You are viewing a plain text version of this content. The canonical link for it is here.
Posted to users@httpd.apache.org by Matthijs van der Klip <ma...@spill.nl> on 2004/07/08 11:16:14 UTC
[users@httpd] segmentation faults and zombie processes

Hi,

Hoping that someone can shed some light on the following (this has become
quite a long read I'm afraid):


ENVIRONMENT
-----------

I'm one of the administrators of a pool of seven webservers being
loadbalanced by LVS (http://linuxvirtualserver.org).  Linux / Apache /
MySQL / PHP installation on all seven webservers is identical:

- RedHat Linux 8.0 with kernel 2.4.20-28.8smp
- Apache 1.3.31 with patches applied most of which originate from RedHat
  (See below for a list of patches, and configure script)
- MySQL 4.0.20 client installed from RPM's from http://mysql.com
  (shared library linked to PHP module)
- PHP 4.3.7 without patches applied compiled as a module
  (See below for configure script)


Basically this consists of a customized Redhat 7.3 Apache 1.3.27
installation ported to RedHat 8.0 and upgraded to Apache 1.3.31.
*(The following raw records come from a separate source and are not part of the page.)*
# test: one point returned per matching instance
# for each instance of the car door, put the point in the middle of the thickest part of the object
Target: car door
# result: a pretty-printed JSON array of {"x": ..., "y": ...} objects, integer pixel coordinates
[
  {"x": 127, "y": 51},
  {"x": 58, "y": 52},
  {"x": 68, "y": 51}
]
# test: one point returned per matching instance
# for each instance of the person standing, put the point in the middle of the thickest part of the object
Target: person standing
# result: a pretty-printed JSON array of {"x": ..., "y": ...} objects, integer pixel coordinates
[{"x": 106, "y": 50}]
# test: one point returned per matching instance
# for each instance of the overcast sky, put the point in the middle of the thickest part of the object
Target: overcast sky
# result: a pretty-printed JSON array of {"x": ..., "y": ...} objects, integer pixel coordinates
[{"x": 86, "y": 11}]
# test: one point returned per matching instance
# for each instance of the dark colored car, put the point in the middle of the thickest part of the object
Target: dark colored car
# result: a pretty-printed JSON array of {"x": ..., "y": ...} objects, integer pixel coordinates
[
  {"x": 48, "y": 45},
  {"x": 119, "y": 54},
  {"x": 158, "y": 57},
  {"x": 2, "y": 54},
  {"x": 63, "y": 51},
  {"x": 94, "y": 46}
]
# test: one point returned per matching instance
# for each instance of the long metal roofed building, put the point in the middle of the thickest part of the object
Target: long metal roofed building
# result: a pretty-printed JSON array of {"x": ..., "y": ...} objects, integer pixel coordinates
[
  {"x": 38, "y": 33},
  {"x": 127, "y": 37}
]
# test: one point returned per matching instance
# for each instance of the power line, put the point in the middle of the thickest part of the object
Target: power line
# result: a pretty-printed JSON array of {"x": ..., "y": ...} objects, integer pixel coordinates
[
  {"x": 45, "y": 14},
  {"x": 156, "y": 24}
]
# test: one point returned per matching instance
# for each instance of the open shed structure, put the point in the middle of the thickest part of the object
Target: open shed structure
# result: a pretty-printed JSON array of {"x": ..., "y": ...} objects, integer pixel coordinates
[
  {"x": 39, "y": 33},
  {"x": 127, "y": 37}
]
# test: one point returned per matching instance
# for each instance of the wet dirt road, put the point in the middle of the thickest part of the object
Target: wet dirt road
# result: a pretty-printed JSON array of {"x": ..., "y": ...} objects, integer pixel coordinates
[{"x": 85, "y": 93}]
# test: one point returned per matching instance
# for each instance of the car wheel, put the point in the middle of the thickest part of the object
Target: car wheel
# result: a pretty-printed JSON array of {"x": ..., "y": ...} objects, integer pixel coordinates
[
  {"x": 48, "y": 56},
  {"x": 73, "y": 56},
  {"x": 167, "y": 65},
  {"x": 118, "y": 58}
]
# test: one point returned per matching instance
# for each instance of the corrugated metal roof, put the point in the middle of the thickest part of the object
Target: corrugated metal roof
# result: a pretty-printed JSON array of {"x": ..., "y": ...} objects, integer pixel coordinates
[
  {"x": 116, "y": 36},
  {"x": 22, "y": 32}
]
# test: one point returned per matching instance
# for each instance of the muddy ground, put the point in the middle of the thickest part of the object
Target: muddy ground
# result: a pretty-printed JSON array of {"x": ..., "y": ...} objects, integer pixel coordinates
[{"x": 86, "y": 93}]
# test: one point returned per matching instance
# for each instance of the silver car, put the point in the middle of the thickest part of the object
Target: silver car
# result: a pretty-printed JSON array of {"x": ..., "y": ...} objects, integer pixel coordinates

At peak times (15:00 - 22:00) up to 100 (mostly PHP) requests per second 
per server are handled. Server hardware mostly consists of Dual Xeon 
2.4GHz machines which handle this kind of load with around 80% idle time 
available. Memory consumption is close to ideal: all 2GB of RAM are in use 
and no swapping is done.


RedHat supplied Apache patches (in order applied):

http://www.vdklip.nl/apache/apache_1.3.29-config.patch
http://www.vdklip.nl/apache/apache_1.3.31-apxs.patch
http://www.vdklip.nl/apache/apache_1.3.14-mkstemp.patch
http://www.vdklip.nl/apache/apache_1.3.14-redhat.patch
http://www.vdklip.nl/apache/apache_1.3.20-apachectl-init.patch
http://www.vdklip.nl/apache/apache_1.3.23-dbmdb.patch
http://www.vdklip.nl/apache/apache_1.3.27-db.patch
http://www.vdklip.nl/apache/apache_1.3.22-CAN-2003-0020.patch


Custom Apache patches (applied after RedHat patches):

http://www.vdklip.nl/apache/hard_server_limit.patch
http://www.vdklip.nl/apache/apachectl_status.patch


Apache configure script:

http://www.vdklip.nl/apache/apache.configure.txt


PHP configure script:

http://www.vdklip.nl/apache/php.configure.txt


PROBLEMS
--------

Our servers crash more often than desireable. This does not cause any 
major interuptance to our websites because we're loadbalancing but it is a 
pain in the ass for us administrators because we have not been able 
to find the cause of these crashes. Servers just sit there being pingable 
but no login can be done either through SSH or through the console. It is 
what I would call a 'userland' crash. We suspect somehow no more processes 
can be created. Sometimes a server can crash multiple times on one day, at 
other times it might run for months uninterrupted. All seven servers have 
experienced this kind of crash at some time though. After rebooting 
nothing is to be found in the logs.

Recently we experienced some issues with Apache that point in the 
direction of the crashes described above. We found out some Apache 
processes end in a segmentation fault:

[Wed Jul  7 16:50:55 2004] [notice] child pid 3848 exit signal 
Segmentation fault (11)


Restarting Apache (the hard way; doing a full stop and a clean start) 
seemed to get rid of these segmentation faults for a while. While examing 
where these segmentation faults originated we decided to add a special 
case to our Apache monitoring script in the meantime. This monitoring 
script runs every five minutes and checks the state of the Apache server. 
To these checks we added that whenever a segmentation fault is found in 
the last 10 lines of the main error log (which is seperated from our 
virtualhost error logs), Apache will be restarted (again: the hard way).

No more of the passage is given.